Palazzo dei Congressi e dei Ricevimenti
Palazzo dei Congressi e dei Ricevimenti by Adalberto Libera (1937/42 -1954)
(photos courtesy of Rome Convention Group S.p.A.)
The “Palazzo dei Ricevimenti e dei Congressi” is one of the most interesting projects of the quarter designed to host the Universal Exhibition of Rome of 1942.
However, the start of the Second World War prevented the Exhibition from taking place, and delayed the completion of many of the structures planned. We need only recall that the project of the Palazzo, dating back to 1938, was completed only in 1954.

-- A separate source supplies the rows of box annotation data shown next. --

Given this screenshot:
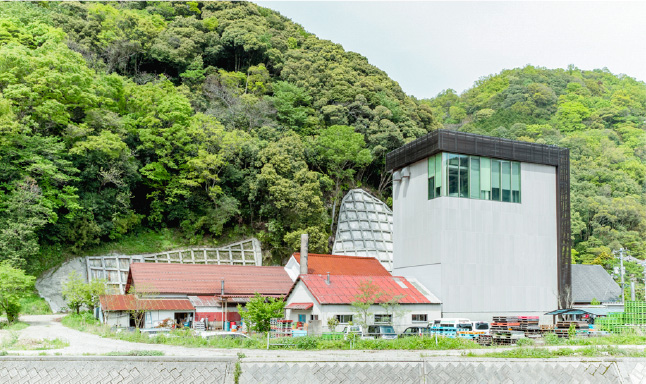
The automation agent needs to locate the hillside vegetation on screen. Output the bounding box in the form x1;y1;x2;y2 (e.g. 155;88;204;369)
0;2;440;272
424;66;646;277
0;2;646;282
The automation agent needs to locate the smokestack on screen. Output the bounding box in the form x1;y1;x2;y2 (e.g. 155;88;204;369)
301;233;309;275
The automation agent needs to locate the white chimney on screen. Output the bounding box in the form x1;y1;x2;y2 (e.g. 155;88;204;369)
301;233;309;275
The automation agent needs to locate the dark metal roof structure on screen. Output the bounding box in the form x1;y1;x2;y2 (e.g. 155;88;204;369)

With regard to the style, the building’s architect Adalberto Libera aimed first of all at endowing the structure with a noble and elegant appearance, combining modern lines with a general classical taste. The sharp architectural outlines, the clean shapes and the attention for detail make the Palazzo dei Congressi a significant example rationalist architecture, admired throughout the world.

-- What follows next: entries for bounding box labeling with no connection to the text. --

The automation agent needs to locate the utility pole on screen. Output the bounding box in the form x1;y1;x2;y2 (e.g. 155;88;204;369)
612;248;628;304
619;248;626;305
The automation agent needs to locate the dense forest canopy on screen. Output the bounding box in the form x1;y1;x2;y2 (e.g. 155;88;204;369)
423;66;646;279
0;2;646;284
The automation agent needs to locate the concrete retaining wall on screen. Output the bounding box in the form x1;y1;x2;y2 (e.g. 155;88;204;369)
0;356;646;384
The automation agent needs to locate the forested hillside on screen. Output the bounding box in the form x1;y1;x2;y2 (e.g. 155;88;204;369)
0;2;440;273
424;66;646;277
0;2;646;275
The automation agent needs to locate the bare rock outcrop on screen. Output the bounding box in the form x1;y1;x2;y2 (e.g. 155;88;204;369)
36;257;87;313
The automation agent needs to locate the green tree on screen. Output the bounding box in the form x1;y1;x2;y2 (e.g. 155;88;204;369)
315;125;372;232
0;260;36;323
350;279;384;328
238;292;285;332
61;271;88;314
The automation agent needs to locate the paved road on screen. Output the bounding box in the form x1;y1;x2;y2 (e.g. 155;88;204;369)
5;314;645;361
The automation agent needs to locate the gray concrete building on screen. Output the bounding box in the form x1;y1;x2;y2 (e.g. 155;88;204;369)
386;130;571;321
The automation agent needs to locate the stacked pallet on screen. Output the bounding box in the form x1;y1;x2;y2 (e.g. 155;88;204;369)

The Palazzo should rightly be considered as a genuine monument taking its place in history. To get an idea of its impressive size, we can recall that the Salone dei Ricevimenti (Reception Hall) alone is a cube measuring 38 metres on each side, an area which could contain the entire Pantheon.
Other highly interesting rooms are the Room dei Congressi, now called Aula Magna (recently refurbished by the architect Paolo Portoghesi), a spectacular Terrace with hanging gardens and an open-air Theatre, all designed by Libera to be used for events.
The spaces of the Palazzo dei Congressi are further enriched by major works of art produced by important Italian artists of the 20th century. On the back wall of the Kennedy Hall, for example, we can admire a fresco painted by Achille Funi in 1953, depicting diverse scenes on the origins of Rome. In the Art Hall there is a polychrome panel of extraordinary beauty, produced in 1953 by Gino Severini, a major Futurist artist, for the International Exhibition of the Confagricoltura. We should not forget the two magnificent mosaics by Angelo Canevari, made in 1940, and located in the café room.